Porque no tenían opción. Tim Cook lo dijo claramente: la situación se volvió insostenible. Los fabricantes de chips de memoria están desviando toda su producción hacia los centros de datos de IA, donde los márgenes de beneficio son enormes. Apple necesita esa misma memoria para sus ordenadores, pero ya no hay suficiente.
Pero ¿no podrían simplemente construir más fábricas?
En teoría, sí. En la práctica, es una inversión de miles de millones que tarda años en dar frutos. Y nadie quiere arriesgarse a que la burbuja de la IA estalle y les deje con una fábrica inútil. Es un cálculo de riesgo que nadie está dispuesto a tomar.
¿Esto afecta solo a Apple?
No. Microsoft ya anunció subidas en la Xbox el mismo día. Un directivo veterano me dijo que esto es apenas el principio de un goteo de noticias similares. Otros fabricantes ya lo vieron venir y empezaron a ajustar precios hace meses. Ahora que Apple ha dado el primer paso, muchos otros se sentirán liberados para hacerlo.
¿Cuánto tiempo durará esta escasez?
Un experto del sector, Pua Khein-Seng, apunta que podría alargarse una década. La memoria se ha convertido en un recurso estratégico, no en una commodity. Mientras la IA siga siendo rentable, los fabricantes seguirán priorizando esa demanda sobre la de consumo convencional.
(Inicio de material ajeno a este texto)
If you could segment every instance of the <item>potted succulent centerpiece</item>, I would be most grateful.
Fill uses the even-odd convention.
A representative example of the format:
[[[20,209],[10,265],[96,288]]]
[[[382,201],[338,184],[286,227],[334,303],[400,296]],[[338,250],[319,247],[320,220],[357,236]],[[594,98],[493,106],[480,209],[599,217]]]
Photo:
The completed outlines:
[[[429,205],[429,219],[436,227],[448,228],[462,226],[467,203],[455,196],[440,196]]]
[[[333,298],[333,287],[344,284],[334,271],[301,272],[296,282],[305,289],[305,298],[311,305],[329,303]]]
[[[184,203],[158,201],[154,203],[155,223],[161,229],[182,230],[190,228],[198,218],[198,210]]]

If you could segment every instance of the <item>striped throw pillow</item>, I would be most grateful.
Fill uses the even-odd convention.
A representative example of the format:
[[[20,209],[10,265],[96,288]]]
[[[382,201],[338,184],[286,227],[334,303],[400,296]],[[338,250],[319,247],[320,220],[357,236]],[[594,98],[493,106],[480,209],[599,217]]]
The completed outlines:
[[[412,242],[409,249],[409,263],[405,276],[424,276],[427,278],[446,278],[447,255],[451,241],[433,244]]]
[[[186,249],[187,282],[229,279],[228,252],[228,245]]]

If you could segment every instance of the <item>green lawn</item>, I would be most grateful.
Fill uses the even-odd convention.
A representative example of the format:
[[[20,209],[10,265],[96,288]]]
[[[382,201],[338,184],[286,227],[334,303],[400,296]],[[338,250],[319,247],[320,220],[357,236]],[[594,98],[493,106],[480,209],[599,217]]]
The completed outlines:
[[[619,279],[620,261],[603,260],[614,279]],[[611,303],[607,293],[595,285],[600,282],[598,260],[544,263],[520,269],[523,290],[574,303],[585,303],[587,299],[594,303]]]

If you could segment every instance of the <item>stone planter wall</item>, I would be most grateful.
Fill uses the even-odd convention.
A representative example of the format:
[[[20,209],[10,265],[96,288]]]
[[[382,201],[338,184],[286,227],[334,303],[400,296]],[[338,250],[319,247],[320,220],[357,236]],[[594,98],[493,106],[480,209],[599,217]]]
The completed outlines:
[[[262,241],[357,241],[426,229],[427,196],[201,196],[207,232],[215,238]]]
¿Qué veremos en los próximos meses?
Probablemente una transformación silenciosa. No solo precios más altos. También nuevos modelos lanzados al mismo precio que sus predecesores, pero con especificaciones peores o cambios cosméticos mínimos. La presión será especialmente visible en la gama baja y media, donde hay menos margen para absorber los costes.